NOTAS DO PROFESSOR - Enfatizar: avaliar o comportamento é uma aptidão prática, não uma matéria só teórica. Treina-se com observação real. - Erro comum: ignorar sinais de comportamento anómalo por estarem "habituados" a vê-los na exploração. - Exercício: mostrar um pequeno vídeo de manuseamento animal e pedir à turma para identificar sinais de conforto e de stress.

NOTAS DO PROFESSOR - Enfatizar: sinais de stress agudo (num procedimento) são diferentes dos sinais de stress crónico (ao longo de semanas). Distinguir os dois. - Erro comum: interpretar imobilidade total como "calma", quando pode ser congelamento de medo (freeze), um sinal de stress intenso. - Exemplo: respiração acelerada e olhos muito abertos num bovino em contenção são sinais de alerta, não de cooperação.

NOTAS DO PROFESSOR - Enfatizar: reagir ao stress a tempo evita acidentes, tanto para o animal como para quem o manuseia. - Erro comum: continuar o procedimento "porque já está quase feito", ignorando o sinal de stress. - Pergunta: porque é que registar o incidente é tão importante como resolvê-lo no momento? (permite melhorar o procedimento para a próxima vez).

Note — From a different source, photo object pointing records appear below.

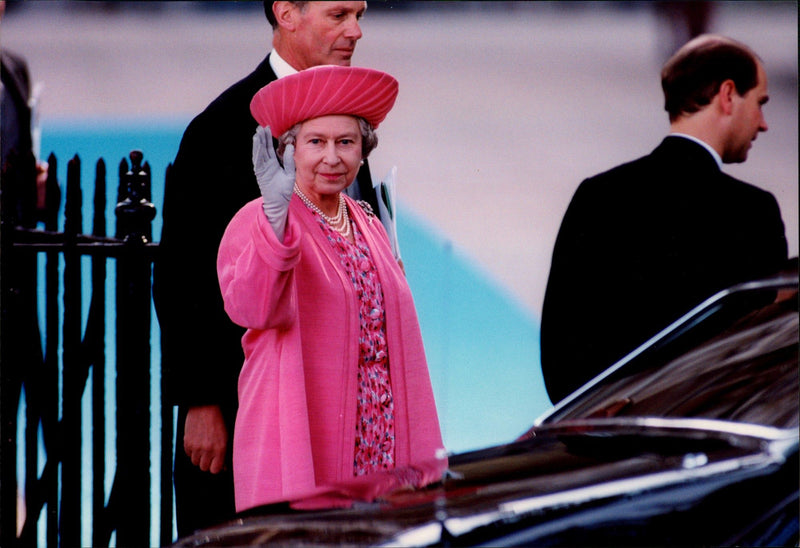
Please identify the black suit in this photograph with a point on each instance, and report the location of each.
(642, 244)
(210, 180)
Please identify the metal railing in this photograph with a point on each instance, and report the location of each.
(77, 378)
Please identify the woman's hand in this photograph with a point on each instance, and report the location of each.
(205, 439)
(276, 182)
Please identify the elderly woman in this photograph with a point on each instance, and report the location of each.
(335, 384)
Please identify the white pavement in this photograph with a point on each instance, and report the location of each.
(502, 110)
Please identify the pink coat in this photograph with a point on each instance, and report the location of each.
(295, 429)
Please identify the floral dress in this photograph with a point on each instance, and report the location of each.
(374, 447)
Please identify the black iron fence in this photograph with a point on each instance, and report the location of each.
(80, 399)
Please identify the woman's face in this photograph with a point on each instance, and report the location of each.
(327, 155)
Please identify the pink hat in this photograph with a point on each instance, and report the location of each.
(323, 90)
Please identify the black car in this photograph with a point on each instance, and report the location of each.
(690, 440)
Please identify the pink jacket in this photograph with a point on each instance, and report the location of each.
(295, 429)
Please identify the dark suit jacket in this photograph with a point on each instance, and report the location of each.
(642, 244)
(210, 180)
(17, 162)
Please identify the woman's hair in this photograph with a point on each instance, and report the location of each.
(369, 139)
(692, 77)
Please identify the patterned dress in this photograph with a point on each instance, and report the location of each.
(374, 447)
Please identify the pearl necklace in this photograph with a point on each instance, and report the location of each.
(340, 223)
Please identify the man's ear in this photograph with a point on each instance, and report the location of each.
(726, 94)
(285, 15)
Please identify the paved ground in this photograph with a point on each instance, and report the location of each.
(502, 109)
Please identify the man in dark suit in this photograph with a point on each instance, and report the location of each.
(643, 243)
(211, 178)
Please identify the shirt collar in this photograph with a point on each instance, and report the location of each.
(279, 65)
(714, 153)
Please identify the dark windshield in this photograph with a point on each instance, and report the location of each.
(735, 361)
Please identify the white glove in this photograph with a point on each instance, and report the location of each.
(276, 182)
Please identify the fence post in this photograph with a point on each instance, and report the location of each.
(70, 433)
(134, 215)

NOTAS DO PROFESSOR - Enfatizar: o livro de registo é o elo entre o que acontece no campo e o que fica oficialmente comunicado. - Erro comum: atualizar o registo "de memória", dias depois do evento. Deve ser feito o mais próximo possível do momento. - Exemplo: uma exploração com registo informático consegue gerar o relatório para o SNIRA em minutos; uma com registo em papel demora muito mais e erra mais.

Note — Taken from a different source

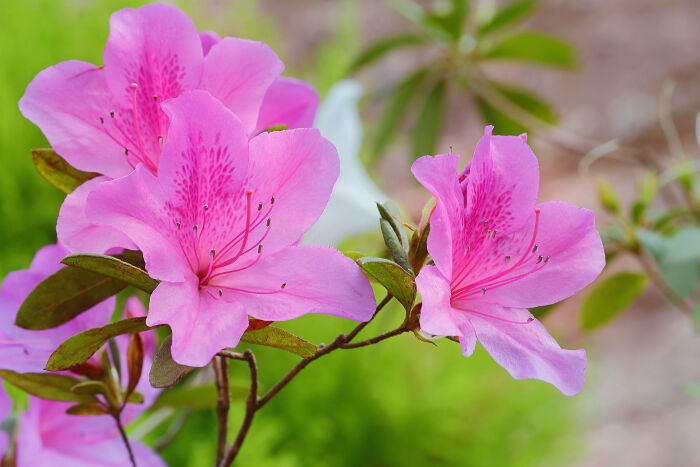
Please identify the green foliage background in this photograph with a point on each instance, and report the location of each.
(400, 403)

NOTAS DO PROFESSOR - Enfatizar: este é o passo final do ciclo: identificar, marcar e só depois registar e comunicar. Sem o último passo, o trabalho não está completo. - Erro comum: achar que comunicar é opcional se "o animal já tem o brinco posto". A comunicação é obrigatória por si só. - Exercício: simular o preenchimento de uma comunicação de nascimento com prazo, campos obrigatórios e consequências do atraso.

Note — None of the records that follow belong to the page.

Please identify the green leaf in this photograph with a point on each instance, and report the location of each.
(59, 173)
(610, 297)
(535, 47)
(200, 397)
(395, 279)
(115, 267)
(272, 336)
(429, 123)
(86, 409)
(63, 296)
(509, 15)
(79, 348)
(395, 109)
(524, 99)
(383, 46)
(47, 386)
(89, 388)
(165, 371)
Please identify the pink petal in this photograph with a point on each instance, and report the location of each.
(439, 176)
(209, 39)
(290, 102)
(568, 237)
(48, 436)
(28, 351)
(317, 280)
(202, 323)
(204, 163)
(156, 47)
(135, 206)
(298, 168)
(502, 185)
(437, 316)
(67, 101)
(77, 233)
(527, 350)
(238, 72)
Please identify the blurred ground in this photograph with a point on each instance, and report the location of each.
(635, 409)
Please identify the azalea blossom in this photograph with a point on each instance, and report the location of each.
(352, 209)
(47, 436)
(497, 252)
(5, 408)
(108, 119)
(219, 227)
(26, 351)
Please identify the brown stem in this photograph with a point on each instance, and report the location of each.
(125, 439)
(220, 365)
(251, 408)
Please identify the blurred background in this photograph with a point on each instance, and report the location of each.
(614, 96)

NOTAS DO PROFESSOR - Enfatizar: usar EPI é uma norma de segurança e saúde no trabalho, não uma opção pessoal. - Erro comum: usar o mesmo EPI para todas as tarefas, sem adequar ao risco concreto (ex.: calçado inadequado numa manga de contenção com piso molhado). - Exemplo: numa operação de marcação com agulhas ou tatuadores, as luvas protegem tanto o técnico como previnem contaminação do material.

NOTAS DO PROFESSOR - Enfatizar: biossegurança protege o efetivo; segurança no trabalho protege o técnico. São complementares, não a mesma coisa. - Erro comum: entrar em várias explorações no mesmo dia sem trocar ou desinfetar calçado e equipamento. - Pergunta: dá um exemplo de uma zoonose que um técnico pecuário deva conhecer e como se previne (ex.: higiene básica e EPI reduzem o risco).

NOTAS DO PROFESSOR - Enfatizar: material cortante ou biológico usado na marcação segue regras próprias de resíduos, distintas do lixo doméstico. - Erro comum: guardar agulhas e material usado "para mais tarde" sem um recipiente e circuito próprios. - Exemplo: um tatuador ou um aplicador de brincos usado em várias explorações deve ser limpo e desinfetado entre utilizações.

NOTAS DO PROFESSOR - Enfatizar: qualidade aqui não é um conceito abstrato, é a consistência entre o que se faz e o que fica registado. - Erro comum: variar o procedimento consoante quem o executa, sem uma norma comum na exploração. - Exercício: comparar dois registos, um bem preenchido e outro incompleto, e discutir o impacto de cada um.